KLA Ties Debt Costs on $1.5 Billion Facility to Emissions, Renewable Energy Progress
Global semiconductor equipment and services company KLA Corporation announced today the closing of an inaugural $1.5 billion sustainability-linked revolving credit facility, with costs on the debt tied to performance against its goals to increase the use of renewable energy and cut CO2 emissions.
Sustainability linked loans and securities are an emerging form of sustainable finance instruments, with attributes including interest payments tied to an issuer’s achievement of specific sustainability targets. During the five-year term of the new facility, KLA will receive pricing adjustments based on its performance against increasing the usage of renewable electricity within its operations and reducing Scope 1, and 2 CO2 emissions.
Last year, KLA announced a target to use 100% renewable electricity across its global operations by 2030, which would also help to set the company on a path to achieve a 46% reduction in combined Scope 1 and 2 emissions by 2030, against a 2019 baseline.

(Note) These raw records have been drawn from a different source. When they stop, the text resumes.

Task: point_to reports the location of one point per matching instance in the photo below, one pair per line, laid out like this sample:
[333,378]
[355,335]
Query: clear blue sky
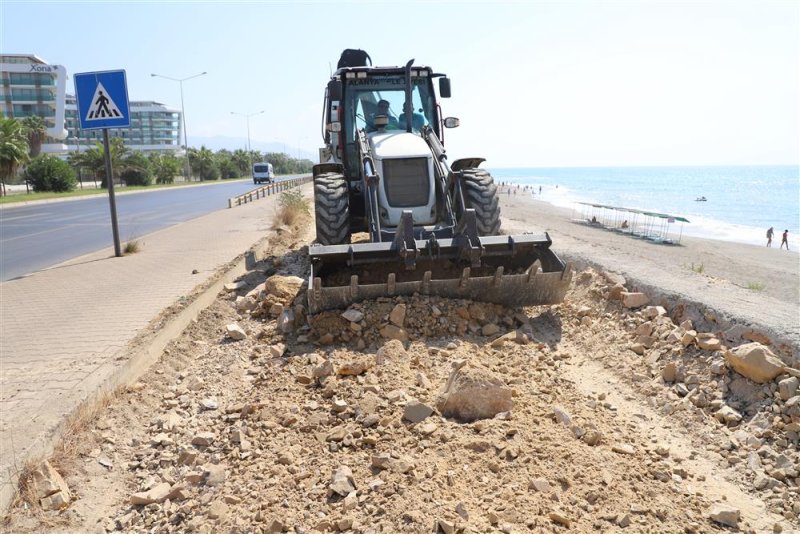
[534,83]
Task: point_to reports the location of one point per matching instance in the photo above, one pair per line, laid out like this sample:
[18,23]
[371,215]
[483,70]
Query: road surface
[37,236]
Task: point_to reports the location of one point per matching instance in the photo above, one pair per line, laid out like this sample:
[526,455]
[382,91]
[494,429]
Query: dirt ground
[601,417]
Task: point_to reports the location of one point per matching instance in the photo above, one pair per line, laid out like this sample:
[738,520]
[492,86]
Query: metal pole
[248,133]
[185,136]
[111,200]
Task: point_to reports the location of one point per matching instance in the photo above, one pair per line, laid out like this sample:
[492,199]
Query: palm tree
[36,131]
[14,149]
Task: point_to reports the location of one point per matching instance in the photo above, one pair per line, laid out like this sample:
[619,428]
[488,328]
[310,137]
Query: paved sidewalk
[64,331]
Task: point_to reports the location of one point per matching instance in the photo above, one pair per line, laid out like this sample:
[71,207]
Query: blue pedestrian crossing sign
[102,100]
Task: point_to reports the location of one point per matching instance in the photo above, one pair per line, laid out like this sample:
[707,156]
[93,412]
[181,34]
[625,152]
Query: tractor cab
[433,227]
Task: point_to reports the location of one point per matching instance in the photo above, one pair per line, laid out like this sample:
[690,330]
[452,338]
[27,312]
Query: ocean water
[742,201]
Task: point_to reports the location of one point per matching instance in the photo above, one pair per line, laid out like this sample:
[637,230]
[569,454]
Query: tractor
[393,217]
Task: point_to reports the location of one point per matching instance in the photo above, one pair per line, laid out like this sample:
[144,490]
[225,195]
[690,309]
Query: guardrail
[267,190]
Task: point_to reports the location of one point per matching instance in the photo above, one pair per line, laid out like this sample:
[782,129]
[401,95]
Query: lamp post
[247,117]
[183,116]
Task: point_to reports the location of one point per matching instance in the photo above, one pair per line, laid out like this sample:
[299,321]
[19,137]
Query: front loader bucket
[514,271]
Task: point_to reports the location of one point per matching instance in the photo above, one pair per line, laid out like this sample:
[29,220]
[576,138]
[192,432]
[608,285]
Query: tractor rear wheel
[332,209]
[480,193]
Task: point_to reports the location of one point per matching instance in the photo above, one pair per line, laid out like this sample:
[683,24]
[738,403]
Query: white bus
[262,173]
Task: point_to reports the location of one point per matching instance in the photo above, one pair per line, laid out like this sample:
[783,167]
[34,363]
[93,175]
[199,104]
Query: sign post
[103,104]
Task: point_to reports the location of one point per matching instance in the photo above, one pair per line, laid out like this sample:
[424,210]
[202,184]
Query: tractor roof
[377,71]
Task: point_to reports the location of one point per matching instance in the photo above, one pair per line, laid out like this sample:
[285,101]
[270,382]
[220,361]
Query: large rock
[634,300]
[157,493]
[235,332]
[391,331]
[356,366]
[754,361]
[398,315]
[415,411]
[725,514]
[284,288]
[788,387]
[342,481]
[50,488]
[472,394]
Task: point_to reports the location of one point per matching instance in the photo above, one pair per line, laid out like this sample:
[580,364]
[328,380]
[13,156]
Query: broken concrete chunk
[754,361]
[725,514]
[398,315]
[472,394]
[391,331]
[235,332]
[415,411]
[285,288]
[354,316]
[634,300]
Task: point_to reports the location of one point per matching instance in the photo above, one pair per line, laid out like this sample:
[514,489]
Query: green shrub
[137,177]
[293,207]
[48,173]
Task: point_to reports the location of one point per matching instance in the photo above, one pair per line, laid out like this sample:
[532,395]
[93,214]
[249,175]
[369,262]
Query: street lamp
[183,115]
[249,151]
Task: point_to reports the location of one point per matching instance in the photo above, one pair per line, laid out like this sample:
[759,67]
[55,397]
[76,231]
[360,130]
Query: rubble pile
[425,414]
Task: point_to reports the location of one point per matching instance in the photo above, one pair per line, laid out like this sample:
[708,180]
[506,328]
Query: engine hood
[398,144]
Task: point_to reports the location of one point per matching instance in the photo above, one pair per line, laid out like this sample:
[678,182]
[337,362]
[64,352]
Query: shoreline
[741,214]
[736,283]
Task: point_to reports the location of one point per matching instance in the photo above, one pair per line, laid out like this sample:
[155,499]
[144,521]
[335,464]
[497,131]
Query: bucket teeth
[518,270]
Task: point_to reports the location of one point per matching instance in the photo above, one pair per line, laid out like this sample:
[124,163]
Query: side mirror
[335,90]
[444,87]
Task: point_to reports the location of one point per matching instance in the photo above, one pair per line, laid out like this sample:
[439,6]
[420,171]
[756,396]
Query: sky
[534,84]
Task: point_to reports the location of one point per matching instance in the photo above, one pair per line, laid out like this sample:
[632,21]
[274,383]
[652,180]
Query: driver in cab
[382,109]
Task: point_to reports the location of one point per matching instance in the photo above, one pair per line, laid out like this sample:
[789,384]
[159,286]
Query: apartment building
[30,86]
[154,127]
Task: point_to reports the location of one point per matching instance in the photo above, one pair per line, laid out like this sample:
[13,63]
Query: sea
[742,202]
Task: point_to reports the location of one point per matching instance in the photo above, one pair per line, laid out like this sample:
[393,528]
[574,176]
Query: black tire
[332,209]
[480,193]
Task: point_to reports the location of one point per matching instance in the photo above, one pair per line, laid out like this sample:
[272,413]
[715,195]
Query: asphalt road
[40,235]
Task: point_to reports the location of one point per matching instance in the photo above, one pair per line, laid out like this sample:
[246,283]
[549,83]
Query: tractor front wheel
[480,193]
[332,209]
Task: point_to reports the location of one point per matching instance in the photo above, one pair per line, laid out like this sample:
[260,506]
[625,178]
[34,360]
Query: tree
[165,167]
[14,149]
[137,169]
[48,173]
[94,159]
[36,132]
[202,162]
[224,162]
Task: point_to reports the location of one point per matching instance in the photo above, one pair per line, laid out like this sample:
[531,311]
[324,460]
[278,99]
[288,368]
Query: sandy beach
[671,271]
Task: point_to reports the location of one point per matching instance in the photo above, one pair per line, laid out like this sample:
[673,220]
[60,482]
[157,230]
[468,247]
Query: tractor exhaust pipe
[408,108]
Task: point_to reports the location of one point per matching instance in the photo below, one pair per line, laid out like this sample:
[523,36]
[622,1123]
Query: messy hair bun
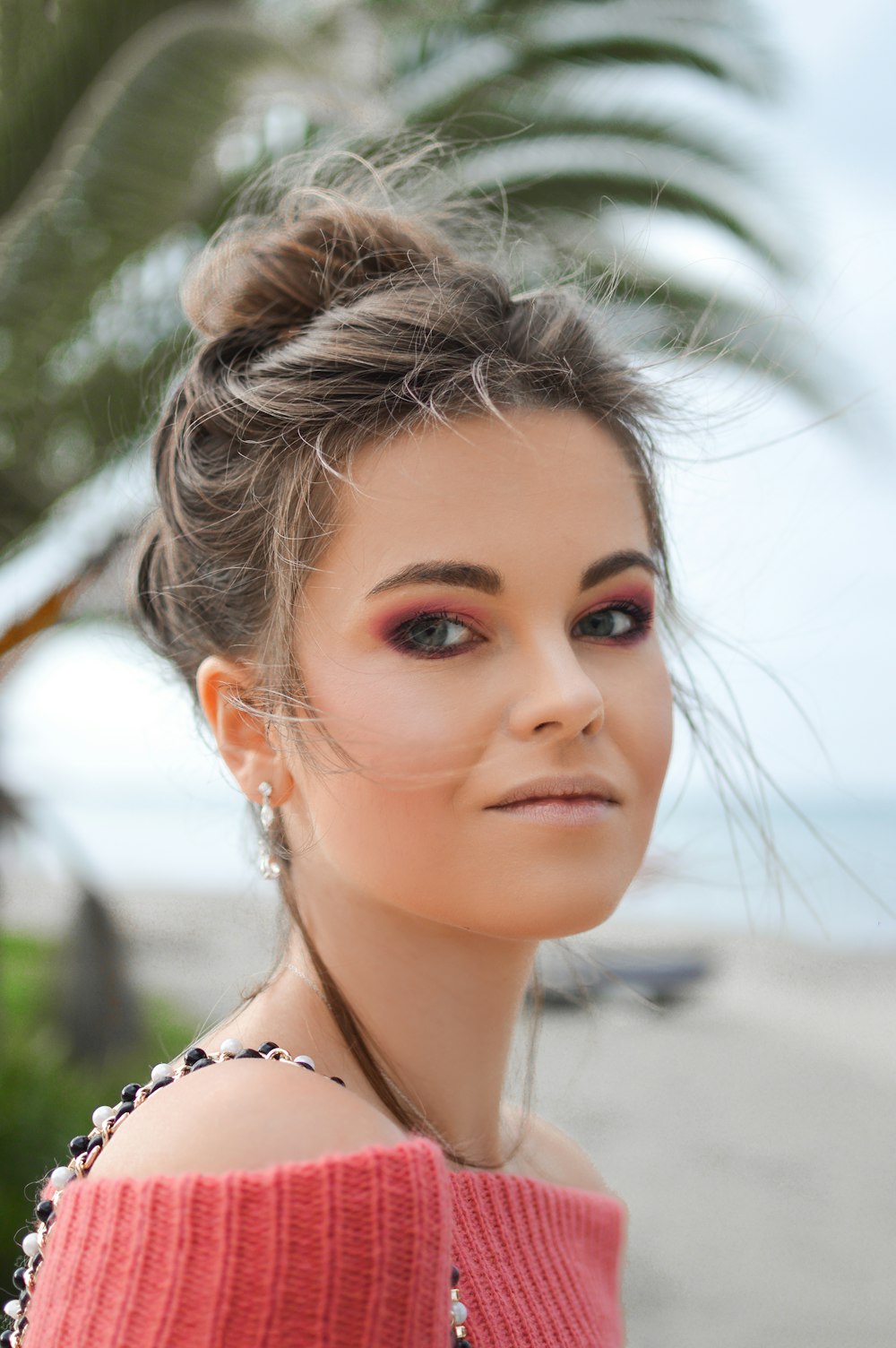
[358,304]
[274,278]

Bren Higgins, Executive Vice President and Chief Financial Officer of KLA, said:
“This increased credit facility will provide KLA with additional financial flexibility to pursue its growth initiatives or capital returns strategies. In addition, having a new sustainability-linked credit facility demonstrates KLA’s commitment to couple its financial obligations to its environmental goals to bring additional long-term value to stakeholders.”